The Diagonal Bike Path – Promise or Problem?

In an effort to improve mobility and promote sustainability, Boulder County and CDOT launched the CO 119 Safety, Mobility, and Bikeway Project. Plans include a protected, paved 9-mile bikeway along the Diagonal Highway, improved Bus Rapid Transit (BRT) infrastructure, and safety improvements at intersections. On paper, it’s a forward-thinking solution offering greener commutes, reducing traffic accidents, and aligning with Boulder’s climate goals. 

But for commuters, the reality is more complex. Construction has already caused road closures and shifting traffic patterns, making commutes unpredictable and slow.
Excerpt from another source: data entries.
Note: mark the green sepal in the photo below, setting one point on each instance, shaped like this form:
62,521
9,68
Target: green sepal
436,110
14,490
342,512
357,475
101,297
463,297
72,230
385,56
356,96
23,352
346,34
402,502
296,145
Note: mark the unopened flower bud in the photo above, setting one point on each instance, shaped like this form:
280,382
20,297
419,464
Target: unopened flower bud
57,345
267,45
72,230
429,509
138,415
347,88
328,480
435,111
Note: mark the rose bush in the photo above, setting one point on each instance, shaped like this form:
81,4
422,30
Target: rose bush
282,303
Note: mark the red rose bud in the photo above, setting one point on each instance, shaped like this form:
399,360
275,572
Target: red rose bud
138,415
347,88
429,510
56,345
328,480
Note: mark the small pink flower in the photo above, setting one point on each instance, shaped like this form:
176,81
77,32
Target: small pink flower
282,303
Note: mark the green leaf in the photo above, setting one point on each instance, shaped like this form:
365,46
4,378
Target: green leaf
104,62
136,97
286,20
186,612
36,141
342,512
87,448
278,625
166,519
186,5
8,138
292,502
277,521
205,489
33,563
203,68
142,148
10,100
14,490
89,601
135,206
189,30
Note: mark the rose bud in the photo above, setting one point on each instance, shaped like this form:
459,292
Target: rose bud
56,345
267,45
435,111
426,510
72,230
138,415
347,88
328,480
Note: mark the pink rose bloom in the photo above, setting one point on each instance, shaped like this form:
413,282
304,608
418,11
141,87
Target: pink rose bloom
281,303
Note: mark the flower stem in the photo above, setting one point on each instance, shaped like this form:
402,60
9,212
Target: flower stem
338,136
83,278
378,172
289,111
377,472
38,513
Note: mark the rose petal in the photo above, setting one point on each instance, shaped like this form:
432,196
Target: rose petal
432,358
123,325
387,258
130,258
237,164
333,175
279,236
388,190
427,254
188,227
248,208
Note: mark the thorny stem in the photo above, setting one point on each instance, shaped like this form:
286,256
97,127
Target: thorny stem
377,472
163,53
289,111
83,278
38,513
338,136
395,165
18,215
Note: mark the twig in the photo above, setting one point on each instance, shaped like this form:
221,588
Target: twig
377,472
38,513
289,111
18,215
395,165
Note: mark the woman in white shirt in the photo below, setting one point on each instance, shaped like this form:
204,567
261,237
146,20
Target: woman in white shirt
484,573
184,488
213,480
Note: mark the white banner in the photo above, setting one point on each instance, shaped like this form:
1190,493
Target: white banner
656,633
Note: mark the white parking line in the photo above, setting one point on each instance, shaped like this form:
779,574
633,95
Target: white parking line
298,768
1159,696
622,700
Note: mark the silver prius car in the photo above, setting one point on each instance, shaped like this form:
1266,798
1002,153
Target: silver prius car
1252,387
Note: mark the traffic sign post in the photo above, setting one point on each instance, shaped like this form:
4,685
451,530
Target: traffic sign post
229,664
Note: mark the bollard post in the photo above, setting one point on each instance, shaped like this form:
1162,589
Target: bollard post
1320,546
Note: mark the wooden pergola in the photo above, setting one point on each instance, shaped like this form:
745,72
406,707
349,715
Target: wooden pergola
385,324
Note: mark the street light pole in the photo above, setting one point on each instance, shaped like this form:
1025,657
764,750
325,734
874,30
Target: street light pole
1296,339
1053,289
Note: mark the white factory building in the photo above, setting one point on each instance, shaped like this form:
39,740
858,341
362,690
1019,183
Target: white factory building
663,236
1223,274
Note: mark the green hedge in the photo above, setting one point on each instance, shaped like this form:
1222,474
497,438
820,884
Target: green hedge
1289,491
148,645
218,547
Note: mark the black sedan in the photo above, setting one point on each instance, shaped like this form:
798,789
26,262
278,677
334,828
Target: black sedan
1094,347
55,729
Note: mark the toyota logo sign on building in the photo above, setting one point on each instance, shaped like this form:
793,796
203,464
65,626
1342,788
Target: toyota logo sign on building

While the vision of the project is admirable, questions arise about who will actually benefit. Will enough people switch to biking to justify the disruption and excessive price tag? Can a highway designed for speed accommodate slower, mixed-use travel without compromising its purpose? While well-intentioned, the project has triggered concerns of construction-related traffic delays, loss of car lanes, and an unclear benefit for the majority of commuters who don’t usually bike, which will become entirely unfeasible in winter. For now, it feels more like yet another obstacle on an overburdened route rather than a solution. 

Infrastructure Strain and Urban Growth 

Boulder’s situation offers a glimpse into a future the region may not be ready for. As the county’s population grows and jobs draw more workers, current infrastructure is already nearing its limits. Highways like the Diagonal, once sufficient, are increasingly overburdened and outdated. To remain economically viable and financially sustainable, Boulder must expand transportation infrastructure to meet the workforce’s needs. Businesses rely on stable, nearby workforces. Without affordable housing and efficient transportation, commercial real estate loses value, tenants struggle to retain employees, and the city’s growth and overall economic function stalls. Boulder needs an integrated approach: expanded road and transit systems, increased residential development, and smarter land use planning that balances sustainability with practicality and livability. Anything less than a carefully curated balance, and Boulder risks becoming a place where economic opportunity is choked by the very roads and highways meant to lead to it. 

Conclusion

As Boulder continues to grow, so do the challenges in commuting to and from this beautiful, promising city. What was once a manageable commute has become a daily struggle for thousands. Rising fuel costs, mounting traffic, and disruptive yet ambitious projects like the Diagonal Bikeway are forcing residents to reconsider what’s sustainable – environmentally, financially, and logistically. Forward-thinking transit is essential, but it must align with current needs of commuters. Boulder’s future depends on infrastructure that balances progress with practicality, offering viable options for everyone – whether they live two or twenty miles away.